Edwin Frederick Weigle | |
Birth Date: | 13 March 1889 |
Occupation: | photographer/cinematographer |
Signature: | File:Signature Edwin Weigle 1915.jpg |
Edwin Frederick Weigle (March 13, 1889 – August 1, 1973) was a cameraman for the Chicago Tribune, cinematographer and documentary film maker.
Weigle was born in Chicago, Illinois on March 13, 1889. His parents Adolph and Sophie came from Germany and emigrated to the United States in 1879.
Weigle worked for the Chicago Tribune from 1909 and achieved prominence as a film correspondent during the First World War. Shortly after the outbreak of the war, Weigle covered the resistance of the Belgian army against the German invaders. Weigle obtained permission from the Belgian government to photograph actual battle scenes for the first time.[1] The result was On Belgian Battlefields,[2] [3] one of the first war documentaries shown in the United States. In 1915 and 1916, the Chicago Tribune again sent Weigle to Europe where he shot film on the Western and Eastern Front for The German Side of the War.[4] [5]
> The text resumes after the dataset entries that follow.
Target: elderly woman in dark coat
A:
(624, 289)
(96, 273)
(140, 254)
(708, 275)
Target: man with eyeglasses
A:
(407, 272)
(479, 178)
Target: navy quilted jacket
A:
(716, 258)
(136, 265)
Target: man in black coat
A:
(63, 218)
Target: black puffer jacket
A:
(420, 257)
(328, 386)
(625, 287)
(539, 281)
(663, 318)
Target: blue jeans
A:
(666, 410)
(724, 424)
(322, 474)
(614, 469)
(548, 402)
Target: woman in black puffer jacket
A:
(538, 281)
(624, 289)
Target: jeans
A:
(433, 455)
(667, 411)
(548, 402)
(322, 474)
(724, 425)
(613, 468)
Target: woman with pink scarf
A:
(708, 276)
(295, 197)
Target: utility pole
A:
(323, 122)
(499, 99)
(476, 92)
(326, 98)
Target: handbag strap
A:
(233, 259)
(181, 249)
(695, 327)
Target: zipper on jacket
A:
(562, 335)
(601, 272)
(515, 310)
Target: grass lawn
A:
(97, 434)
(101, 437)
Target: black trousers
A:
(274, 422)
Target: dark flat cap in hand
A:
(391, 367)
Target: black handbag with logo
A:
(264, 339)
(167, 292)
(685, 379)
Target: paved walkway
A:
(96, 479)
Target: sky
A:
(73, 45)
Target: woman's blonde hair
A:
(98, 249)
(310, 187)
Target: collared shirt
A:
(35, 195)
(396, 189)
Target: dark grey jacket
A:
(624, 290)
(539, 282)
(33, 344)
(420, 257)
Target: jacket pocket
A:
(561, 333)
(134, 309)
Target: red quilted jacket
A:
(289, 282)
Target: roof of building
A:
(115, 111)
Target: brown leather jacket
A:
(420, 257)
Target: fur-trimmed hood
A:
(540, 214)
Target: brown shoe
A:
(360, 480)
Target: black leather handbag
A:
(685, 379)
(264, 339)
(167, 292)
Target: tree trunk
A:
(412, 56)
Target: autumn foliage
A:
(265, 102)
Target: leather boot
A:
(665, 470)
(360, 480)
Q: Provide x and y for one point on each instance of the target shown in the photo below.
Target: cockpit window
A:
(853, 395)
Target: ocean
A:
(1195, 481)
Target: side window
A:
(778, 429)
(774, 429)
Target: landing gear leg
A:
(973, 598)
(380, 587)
After the American entry in the war, Weigle joined the U.S. Signal Corps, and filmed with the 35th Division in France during the Meuse-Argonne Offensive.
Edwin Weigle retired as a film correspondent shortly after the war and died in Deerfield, Illinois, on August 1, 1973.[6]
Segments from Weigle's war footage have been identified and located by authors Cooper C. Graham and Ron van Dopperen while researching their book American Cinematographers in the Great War, 1914-1918.[7] A short scene showing the burning city of Alost from Weigle's film On Belgian Battlefields (USA, 1914) was located by the authors in the collection of the Belgian film archives. At the Library of Congress numerous segments were found from Weigle's film The German Side of the War (USA, 1915/1916). Scenes taken by Weigle in June 1918 at an artillery school in Fort Sill, Oklahoma, were retrieved by the authors in the collection of the National Archives. The authors also found this World War I Western Front footage at the Imperial War Museum, shot by Weigle with the 35th Division in France shortly after the battle of Meuse-Argonne in October 1918.
In 2017, Weigle's original combat camera - a Bell & Howell 2709 - that he cranked while filming with the 35th Division, A.E.F, at the Western Front was discovered by the authors in the historical collection of a movie prop house. [8]
Weigle's film work during World War I featured in the documentary Mobilizing Movies! The U.S. Signal Corps Goes to War, 1917-1919.